On the one hand, DV is meant to be super-accurate (although the introduction honestly warns against relying on anything in practice, of course). It wasn’t just written by Rabbi Meir Greinemann shlita, no insult intended, but by a team directed mostly by his brother, Rabbi Chaim (although you won’t find a hint of this), and Rabbi Chaim zatzal took full responsibility for the result. The items were reportedly narrowed down from approximately seven times the amount of material. And the introduction, written by Rabbi Yechezkel (Chatzkel) Brettler, is a gem.
And yet, for all the care taken, it’s not perfect (even in the second edition). First of all, the constipated “Ktiv Chaser” language, mimicked from the Chazon Ish is a barrier to those accustomed to kinder Hebrew. There are a few typos, I think.
Also, the reader is supposed to fill in some blanks with data he likely lacks:
For example, the Chazon Ish would often refer to his own de novo rulings as “The Minhag” reigning “here” (Bnei Brak? Israel?), because he wanted it to be so, and thought it would become so, and to give his opinions greater weight.
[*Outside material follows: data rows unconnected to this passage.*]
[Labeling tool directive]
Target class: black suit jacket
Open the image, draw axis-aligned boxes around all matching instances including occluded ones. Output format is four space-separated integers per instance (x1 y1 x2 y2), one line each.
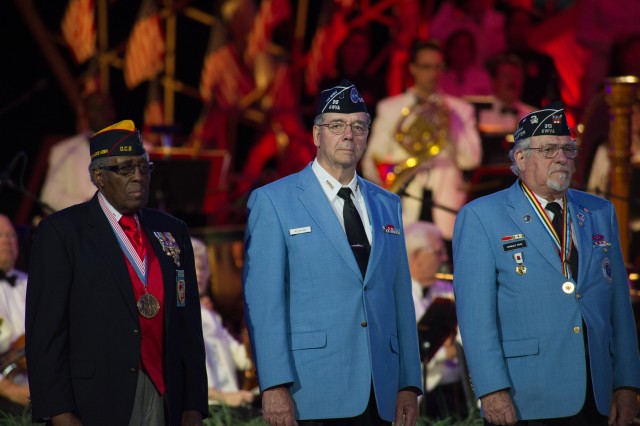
26 196 208 425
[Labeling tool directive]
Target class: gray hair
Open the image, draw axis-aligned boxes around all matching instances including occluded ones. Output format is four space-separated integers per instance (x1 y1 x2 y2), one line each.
89 152 149 188
509 137 531 176
404 221 442 256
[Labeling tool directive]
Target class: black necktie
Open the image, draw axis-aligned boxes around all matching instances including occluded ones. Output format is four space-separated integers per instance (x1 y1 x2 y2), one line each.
545 201 578 282
338 187 371 278
0 270 18 287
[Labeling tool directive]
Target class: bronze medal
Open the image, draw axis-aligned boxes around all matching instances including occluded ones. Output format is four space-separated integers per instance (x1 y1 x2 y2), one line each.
136 293 160 319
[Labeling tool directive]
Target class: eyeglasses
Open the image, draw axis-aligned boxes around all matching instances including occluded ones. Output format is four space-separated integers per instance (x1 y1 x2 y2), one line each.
100 163 155 176
317 121 369 136
523 145 578 159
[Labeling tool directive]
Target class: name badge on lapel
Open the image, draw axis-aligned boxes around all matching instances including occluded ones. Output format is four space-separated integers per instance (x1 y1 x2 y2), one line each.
176 269 187 308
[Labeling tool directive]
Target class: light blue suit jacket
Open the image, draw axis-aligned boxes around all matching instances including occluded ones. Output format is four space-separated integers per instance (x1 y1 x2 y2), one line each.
453 182 640 419
243 166 422 421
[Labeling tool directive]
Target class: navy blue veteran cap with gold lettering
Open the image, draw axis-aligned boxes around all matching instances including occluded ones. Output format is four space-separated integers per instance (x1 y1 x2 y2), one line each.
513 102 571 143
316 80 367 116
89 120 147 161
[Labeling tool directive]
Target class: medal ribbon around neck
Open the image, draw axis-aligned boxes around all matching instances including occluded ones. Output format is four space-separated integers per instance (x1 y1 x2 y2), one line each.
520 180 571 278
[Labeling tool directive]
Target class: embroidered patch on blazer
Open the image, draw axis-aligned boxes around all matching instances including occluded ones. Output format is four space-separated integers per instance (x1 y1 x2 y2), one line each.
382 224 400 235
289 226 311 235
591 234 611 248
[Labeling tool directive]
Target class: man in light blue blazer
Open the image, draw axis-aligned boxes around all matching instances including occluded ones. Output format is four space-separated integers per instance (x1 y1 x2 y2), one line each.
453 106 640 425
243 80 422 425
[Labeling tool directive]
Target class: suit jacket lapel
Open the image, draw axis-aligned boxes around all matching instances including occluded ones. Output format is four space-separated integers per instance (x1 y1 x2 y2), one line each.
87 194 138 318
138 209 179 327
567 190 595 282
297 165 361 277
507 181 562 273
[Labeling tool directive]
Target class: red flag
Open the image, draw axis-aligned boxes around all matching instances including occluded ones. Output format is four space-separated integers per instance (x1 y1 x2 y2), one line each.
305 5 349 95
124 0 165 89
245 0 291 62
200 20 254 108
61 0 96 64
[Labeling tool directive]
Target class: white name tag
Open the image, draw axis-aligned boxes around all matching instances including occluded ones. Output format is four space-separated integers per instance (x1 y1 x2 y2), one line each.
289 226 311 235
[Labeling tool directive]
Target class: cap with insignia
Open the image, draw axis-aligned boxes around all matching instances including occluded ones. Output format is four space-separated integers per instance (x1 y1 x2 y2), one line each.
316 80 367 116
89 120 146 161
513 102 571 143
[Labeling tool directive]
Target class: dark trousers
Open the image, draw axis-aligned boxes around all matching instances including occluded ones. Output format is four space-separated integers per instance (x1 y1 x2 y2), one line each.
484 368 608 426
298 383 391 426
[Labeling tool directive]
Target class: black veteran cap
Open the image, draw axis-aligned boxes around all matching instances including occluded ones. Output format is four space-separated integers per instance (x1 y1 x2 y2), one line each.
316 80 367 115
513 103 571 142
89 120 146 161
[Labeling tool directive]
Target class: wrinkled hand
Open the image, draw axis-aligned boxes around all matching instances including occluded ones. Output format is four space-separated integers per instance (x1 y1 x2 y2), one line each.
222 390 254 407
0 379 29 406
480 391 517 425
51 413 82 426
262 386 298 426
395 389 418 426
609 389 638 426
180 410 202 426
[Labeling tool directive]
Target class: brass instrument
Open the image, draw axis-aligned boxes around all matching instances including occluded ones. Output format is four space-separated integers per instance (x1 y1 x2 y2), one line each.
384 96 450 193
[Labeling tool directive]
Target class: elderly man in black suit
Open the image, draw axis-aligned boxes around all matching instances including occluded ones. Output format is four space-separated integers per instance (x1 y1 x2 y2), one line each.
26 120 208 426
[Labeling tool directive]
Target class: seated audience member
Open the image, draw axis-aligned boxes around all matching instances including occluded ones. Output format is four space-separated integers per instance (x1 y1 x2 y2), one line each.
360 41 482 246
191 238 254 407
587 101 640 194
440 30 491 97
0 214 29 413
405 221 466 418
504 8 560 107
478 54 535 134
40 92 115 213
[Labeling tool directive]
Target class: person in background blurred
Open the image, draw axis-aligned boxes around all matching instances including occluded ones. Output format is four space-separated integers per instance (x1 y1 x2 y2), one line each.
429 0 505 66
404 221 466 419
191 237 254 407
361 41 482 245
440 30 491 97
0 214 29 413
504 8 560 108
478 54 535 134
A Minhag he disapproved of didn’t carry much weight in his eyes, anyway, even more so than by other Torah scholars. (This is assuming he even knew what it was. Recall well: the Chazon Ish didn’t know too much of the reid in Achronim.) He felt he was in charge of determining custom, not Chassidic Holocaust survivors. See, for instance, Shvi’is Siman 20 before the laws of non-Jewish fields, or his remarking the “custom” is to refrain from work on Erev Pesach, even before Chatzos (according to some book I read), etc. The same is true for Dinim Vehanhagos 18:11 re not shining shoes on Chol Hamoed.
This should be spelled out!
Also, “too many cooks” trying to be too careful can result in forgetting what you wanted to say. For instance, in chapter 11 #9, the source is Chiddushim Ubi’urim Kiddushin 33b who wrote: “כמדומה” (or: I am almost positive). This then somehow became “יש אומרים” (some say), which was not their intention at all (since it has the weaker connotation), which informs us by the way, the two terms are synonymous in their lexicon (כמדומה!). Comical, sure, but at the end of DV chapter 3, is “העידו” the same as “יש אומרים” or closer to “אמר”…? Some people have never taken to heart the Chazon Ish’s letter on “Lashon K’tzara”.
In other words, the unnamed writers’ haughty insistence on not adding any extra words leaves us playing the games readers must play to comprehend Charedi news rags (viz. “Why is X titled Y and not Z?”).
Sometimes the writers’ need for varying the language (so it doesn’t sound silly, like “אכל הודו” or boring) led them into error. For example, in DV 6:9 “לא הי’ מדקדק על רביעית במים אחרונים”, the truth is far stronger: the Chazon Ish thought the notion is ridiculous and didn’t believe “Ma’aseh Rav” the Gra said so.